1. Read the text and answer the following questions:

1) Does Windows8 look like previous Windows versions? 2) What does Windows8 inherit from Swiss developers? 3) What are the design principles that make the use of Windows8 different? 4) How can the change of the Microsoft Design Language help users?

Windows 8 doesn't look like any Windows that came before it. At first glance, Windows 8 and its eye­catching Start page are a radi­cal departure from the Microsoft operating system interfaces that have remained largely unchanged since Windows 95. In this article, we'll introduce you to Windows 8's (sort of) new typography-and- tile-based UI (user interface), re­ferred to as the Microsoft Design Language, and investigate some of the firm's motivations for shaking things up in its latest release.

Windows 8 UI Heritage

Microsoft Design Language takes its emphasis on sans-serif typography from the International Typographic Style (also known as the Swiss Style), which is a series of design principles developed in Switzerland in the 1950s. Another major influence for Microsoft's UI design team is public transporta­tion signs, which accounts for its former name, Metro.

Design Principles

According to the Windows Team Blog, the Microsoft Design Language is based on a design philosophy that consists of sev­eral rules for how to implement UI design. When architecting the Windows Phone 7 interface, the team used what it refers to as "fierce reduction," which aims to eliminate any "frivolous" aspects of the UI, including visual ele­ments and features that the team deems unnecessary.

To give the Microsoft Design Language interface a more or­ganic feel, the team paid special attention to the screen transitions that occur when you navigate the menus, settings, applications, and Web. Another core tenet of the Mi­crosoft Design Language is the celebration of typography. Ac­cording to Microsoft, type is not only one of the most basic ways to transmit information; it can also be attractive and appealing. For example, while playing mu­sic, the Zune displays the artist, song, album, and duration as text that continuously scrolls on and off the screen, in large and small type, at varying thicknesses, dif­ferent angles, and different speeds over a backdrop of album art and images of the artist.

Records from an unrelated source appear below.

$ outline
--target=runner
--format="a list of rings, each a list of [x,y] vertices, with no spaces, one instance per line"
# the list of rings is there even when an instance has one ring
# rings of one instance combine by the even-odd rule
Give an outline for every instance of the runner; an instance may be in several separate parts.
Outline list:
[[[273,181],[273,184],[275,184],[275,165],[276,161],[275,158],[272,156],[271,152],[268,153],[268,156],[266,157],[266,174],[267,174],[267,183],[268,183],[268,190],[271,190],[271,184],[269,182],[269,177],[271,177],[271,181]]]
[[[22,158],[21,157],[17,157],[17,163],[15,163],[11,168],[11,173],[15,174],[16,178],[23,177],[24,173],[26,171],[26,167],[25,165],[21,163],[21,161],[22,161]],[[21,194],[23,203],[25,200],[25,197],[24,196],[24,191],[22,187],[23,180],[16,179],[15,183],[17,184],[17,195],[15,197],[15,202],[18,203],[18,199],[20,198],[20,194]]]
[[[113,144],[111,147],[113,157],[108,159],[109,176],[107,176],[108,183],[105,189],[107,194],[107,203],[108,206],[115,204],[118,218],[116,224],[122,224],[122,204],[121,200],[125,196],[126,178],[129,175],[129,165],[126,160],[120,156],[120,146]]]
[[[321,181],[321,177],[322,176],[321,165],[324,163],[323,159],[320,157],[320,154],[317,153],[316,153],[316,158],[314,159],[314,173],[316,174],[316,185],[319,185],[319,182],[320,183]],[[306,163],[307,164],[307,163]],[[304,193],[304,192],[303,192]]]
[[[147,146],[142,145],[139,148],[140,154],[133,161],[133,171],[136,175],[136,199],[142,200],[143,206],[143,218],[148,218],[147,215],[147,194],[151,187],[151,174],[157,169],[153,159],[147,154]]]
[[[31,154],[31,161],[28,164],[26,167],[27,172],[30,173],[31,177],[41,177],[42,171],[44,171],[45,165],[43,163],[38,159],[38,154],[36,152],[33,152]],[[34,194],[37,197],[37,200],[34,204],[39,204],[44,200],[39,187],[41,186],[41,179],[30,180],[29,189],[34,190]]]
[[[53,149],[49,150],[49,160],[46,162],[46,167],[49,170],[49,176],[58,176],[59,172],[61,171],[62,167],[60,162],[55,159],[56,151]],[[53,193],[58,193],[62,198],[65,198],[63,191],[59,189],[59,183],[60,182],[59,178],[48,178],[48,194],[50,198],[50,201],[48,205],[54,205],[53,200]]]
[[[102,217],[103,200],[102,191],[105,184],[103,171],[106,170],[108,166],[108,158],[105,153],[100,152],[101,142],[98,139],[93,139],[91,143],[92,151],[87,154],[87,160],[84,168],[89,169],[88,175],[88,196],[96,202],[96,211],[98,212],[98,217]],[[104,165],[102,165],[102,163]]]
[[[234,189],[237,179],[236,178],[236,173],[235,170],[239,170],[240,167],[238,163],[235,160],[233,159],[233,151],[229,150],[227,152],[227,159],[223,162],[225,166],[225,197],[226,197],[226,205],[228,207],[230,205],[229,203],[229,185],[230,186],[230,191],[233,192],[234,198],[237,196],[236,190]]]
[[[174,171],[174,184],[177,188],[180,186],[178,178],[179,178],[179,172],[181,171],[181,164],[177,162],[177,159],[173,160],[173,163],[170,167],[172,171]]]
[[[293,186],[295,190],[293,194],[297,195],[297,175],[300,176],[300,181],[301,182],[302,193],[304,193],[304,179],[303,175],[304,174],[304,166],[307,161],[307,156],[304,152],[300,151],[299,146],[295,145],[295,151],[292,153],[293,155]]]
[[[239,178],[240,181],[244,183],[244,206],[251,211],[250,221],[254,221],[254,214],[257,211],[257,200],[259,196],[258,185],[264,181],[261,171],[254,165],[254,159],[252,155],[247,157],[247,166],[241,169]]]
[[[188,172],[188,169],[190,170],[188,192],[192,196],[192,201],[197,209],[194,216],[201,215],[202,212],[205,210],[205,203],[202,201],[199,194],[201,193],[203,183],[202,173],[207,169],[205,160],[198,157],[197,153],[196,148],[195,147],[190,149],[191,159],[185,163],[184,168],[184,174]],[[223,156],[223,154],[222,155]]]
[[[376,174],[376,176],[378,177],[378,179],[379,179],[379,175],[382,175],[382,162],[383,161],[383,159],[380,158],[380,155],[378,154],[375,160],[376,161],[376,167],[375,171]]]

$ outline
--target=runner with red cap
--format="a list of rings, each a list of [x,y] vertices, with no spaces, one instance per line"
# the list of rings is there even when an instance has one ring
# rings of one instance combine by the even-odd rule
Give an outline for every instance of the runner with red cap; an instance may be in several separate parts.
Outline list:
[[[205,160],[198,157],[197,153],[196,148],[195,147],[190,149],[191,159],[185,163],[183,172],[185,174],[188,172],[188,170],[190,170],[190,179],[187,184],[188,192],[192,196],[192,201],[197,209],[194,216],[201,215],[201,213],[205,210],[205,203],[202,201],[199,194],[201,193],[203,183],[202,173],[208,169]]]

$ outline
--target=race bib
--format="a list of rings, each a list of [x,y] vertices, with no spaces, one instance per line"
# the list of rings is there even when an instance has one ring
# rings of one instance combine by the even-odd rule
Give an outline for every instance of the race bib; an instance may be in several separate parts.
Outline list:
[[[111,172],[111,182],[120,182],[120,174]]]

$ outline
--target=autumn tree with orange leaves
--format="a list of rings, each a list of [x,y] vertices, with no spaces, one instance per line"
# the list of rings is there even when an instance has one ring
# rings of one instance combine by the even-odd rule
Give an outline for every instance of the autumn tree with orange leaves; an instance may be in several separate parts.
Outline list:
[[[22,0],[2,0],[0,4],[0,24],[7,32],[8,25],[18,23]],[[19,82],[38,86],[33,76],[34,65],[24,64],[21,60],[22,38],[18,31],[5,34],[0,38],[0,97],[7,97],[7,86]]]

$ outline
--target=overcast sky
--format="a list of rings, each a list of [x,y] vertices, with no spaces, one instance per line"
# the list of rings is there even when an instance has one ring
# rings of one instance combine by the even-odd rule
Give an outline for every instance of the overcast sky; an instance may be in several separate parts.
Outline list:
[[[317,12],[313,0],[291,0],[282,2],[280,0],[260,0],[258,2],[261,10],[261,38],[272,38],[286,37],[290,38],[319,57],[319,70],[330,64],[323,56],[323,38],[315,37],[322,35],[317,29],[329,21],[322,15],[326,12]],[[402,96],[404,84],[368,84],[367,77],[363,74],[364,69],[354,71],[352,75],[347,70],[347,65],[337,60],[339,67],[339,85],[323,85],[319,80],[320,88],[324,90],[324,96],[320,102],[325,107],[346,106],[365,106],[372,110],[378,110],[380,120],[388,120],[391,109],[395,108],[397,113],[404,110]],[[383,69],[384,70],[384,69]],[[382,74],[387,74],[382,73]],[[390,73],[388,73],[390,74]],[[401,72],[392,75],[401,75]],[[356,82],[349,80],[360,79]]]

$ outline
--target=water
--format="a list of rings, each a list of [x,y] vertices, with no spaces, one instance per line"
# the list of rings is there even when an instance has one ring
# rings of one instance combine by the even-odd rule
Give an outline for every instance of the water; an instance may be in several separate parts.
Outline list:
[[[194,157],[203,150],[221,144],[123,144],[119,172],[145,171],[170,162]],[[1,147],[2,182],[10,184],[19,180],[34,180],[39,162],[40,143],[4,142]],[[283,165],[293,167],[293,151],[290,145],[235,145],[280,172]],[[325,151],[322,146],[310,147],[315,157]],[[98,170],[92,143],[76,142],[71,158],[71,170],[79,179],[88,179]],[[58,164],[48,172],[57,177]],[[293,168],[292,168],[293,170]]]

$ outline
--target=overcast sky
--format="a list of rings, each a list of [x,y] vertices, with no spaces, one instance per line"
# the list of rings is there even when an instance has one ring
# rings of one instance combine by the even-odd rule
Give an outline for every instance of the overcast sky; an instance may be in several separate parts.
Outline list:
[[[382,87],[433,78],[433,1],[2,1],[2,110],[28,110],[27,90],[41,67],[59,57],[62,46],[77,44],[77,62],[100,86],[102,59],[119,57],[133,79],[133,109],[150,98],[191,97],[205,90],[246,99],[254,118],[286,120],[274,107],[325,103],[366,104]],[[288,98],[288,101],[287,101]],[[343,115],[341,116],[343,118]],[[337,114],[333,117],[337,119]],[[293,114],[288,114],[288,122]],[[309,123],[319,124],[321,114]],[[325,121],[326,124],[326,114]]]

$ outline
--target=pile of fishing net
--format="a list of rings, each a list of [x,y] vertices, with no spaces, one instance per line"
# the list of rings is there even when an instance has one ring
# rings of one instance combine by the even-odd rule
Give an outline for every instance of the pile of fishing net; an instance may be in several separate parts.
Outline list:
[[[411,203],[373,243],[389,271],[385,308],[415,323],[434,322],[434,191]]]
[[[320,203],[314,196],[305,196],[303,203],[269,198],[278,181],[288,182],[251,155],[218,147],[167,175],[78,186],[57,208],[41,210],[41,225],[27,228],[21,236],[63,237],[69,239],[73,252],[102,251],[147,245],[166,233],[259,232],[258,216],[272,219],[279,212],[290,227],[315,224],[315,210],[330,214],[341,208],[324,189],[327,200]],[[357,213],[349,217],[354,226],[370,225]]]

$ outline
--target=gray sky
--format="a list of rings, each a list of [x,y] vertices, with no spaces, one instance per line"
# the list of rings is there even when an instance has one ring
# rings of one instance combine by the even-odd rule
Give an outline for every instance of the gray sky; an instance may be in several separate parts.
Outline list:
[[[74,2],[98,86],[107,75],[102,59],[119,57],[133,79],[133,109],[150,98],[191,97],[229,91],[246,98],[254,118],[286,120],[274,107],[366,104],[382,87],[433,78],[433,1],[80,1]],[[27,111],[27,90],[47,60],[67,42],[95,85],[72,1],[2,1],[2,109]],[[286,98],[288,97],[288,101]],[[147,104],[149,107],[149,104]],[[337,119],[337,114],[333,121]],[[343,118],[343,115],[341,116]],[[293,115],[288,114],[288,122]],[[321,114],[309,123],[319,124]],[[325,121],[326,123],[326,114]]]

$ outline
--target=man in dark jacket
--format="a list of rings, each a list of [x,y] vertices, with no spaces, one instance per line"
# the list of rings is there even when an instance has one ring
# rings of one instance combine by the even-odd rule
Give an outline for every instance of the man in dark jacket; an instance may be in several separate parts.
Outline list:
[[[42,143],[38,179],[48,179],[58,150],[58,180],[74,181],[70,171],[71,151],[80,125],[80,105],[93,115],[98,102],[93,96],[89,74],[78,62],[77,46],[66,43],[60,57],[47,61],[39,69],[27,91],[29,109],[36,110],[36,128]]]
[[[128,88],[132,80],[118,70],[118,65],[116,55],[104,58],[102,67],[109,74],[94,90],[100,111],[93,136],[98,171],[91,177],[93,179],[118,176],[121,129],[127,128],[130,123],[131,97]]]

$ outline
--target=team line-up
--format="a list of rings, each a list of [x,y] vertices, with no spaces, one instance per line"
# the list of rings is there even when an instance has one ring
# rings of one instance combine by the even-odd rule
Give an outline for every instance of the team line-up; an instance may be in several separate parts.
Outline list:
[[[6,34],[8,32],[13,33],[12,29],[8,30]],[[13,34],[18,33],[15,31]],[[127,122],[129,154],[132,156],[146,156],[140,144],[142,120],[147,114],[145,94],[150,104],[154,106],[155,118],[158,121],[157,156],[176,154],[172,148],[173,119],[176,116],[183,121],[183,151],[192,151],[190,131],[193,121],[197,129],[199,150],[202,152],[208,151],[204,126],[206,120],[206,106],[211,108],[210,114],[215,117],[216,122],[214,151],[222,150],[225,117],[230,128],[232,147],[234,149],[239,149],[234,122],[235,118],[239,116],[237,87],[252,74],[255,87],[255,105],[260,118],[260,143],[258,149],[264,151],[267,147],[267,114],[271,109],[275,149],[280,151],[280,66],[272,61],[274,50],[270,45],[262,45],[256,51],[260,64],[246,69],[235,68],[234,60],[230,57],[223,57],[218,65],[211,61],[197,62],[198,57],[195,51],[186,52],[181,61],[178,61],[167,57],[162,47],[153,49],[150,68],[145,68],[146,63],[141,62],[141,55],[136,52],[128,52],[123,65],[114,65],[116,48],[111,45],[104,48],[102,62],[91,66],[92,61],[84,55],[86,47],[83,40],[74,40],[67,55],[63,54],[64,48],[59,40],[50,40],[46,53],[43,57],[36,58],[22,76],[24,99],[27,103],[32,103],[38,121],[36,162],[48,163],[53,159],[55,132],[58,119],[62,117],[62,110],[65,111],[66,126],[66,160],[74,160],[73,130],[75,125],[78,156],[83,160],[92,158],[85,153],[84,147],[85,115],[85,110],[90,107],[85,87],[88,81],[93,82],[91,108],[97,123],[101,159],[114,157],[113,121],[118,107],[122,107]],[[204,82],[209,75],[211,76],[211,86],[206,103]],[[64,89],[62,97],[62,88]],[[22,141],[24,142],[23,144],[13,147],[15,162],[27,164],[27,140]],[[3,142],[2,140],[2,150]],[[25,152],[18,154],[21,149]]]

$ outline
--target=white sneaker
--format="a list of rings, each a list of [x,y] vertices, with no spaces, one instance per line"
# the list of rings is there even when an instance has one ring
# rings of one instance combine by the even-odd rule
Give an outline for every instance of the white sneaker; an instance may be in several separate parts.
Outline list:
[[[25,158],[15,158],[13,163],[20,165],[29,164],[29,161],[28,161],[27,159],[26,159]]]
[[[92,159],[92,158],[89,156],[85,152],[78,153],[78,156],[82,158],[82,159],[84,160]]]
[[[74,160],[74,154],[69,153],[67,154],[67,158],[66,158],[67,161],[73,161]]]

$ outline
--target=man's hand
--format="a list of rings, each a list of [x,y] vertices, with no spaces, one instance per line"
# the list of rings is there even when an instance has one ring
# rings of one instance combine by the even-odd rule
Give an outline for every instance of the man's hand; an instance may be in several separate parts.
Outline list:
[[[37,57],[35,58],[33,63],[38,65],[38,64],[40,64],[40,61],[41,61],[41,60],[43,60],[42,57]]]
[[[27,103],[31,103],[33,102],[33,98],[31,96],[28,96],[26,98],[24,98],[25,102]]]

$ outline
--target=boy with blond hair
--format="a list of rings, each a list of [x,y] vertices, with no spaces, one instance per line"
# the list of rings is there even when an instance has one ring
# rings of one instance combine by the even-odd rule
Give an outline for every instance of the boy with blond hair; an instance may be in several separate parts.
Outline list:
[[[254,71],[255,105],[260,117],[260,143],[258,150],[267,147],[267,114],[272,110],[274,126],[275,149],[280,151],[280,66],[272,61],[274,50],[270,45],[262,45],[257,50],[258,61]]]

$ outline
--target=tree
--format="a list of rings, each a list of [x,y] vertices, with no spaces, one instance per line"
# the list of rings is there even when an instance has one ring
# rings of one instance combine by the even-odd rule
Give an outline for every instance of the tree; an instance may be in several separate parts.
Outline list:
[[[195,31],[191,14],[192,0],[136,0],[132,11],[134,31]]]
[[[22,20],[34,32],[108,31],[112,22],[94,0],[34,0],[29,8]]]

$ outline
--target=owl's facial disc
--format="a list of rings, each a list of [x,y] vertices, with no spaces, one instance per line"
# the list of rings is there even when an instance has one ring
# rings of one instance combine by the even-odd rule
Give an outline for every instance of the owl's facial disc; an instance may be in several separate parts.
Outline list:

One of Microsoft Design Lan­guage's most distinguishing fea­tures is the severe lack of what designers call "chrome." In the context of user interfaces, chrome refers to the scroll bars, window frames, and buttons that form the basic structural elements of the user interface. For Microsoft's UI designers, chrome is a barrier be­tween the user and the data he or she is seeking.

Something else that is imme­diately apparent when you use Windows 8 is the essentially flat, two-dimensional nature of ev­ery UI element. In Windows 7, the title bars, window frames, and Taskbar are transparent, and the icons feature a glass-like sheen. Furthermore, open and pinned programs on the Taskbar are lit, as though they exist on an actual desktop, complete with a lamp shining its light on the top edges of each one. In the Micro­soft Design Language-based Win­dows 8, shadows, lighting, and reflections that surround icons have been eliminated. As a result, the UI feels very different (and in some ways, very plain) compared to the user interfaces in previ­ous versions of Windows, Apple's iOS, and Google's Android.

It's All About You

According to Microsoft, the Microsoft Design Language is not merely change for the sake of change. Rather, the new UI is all about helping people play games, look at photos, listen to music, learn, communicate, or work more quickly and more efficient­ly, regardless of whether they're novice users or power users.

Computer interfaces were origi­nally designed to look like a series of file folders and window panes on a virtual Desktop, which helped peo­ple visualize how the different UI elements were related and how they were used. Now that we've been us­ing computers for more than two de­cades, Microsoft argues, there's no need for the UI elements to mimic real-world objects. According to Mi­crosoft, we live in a digital world, so we should be celebrating that.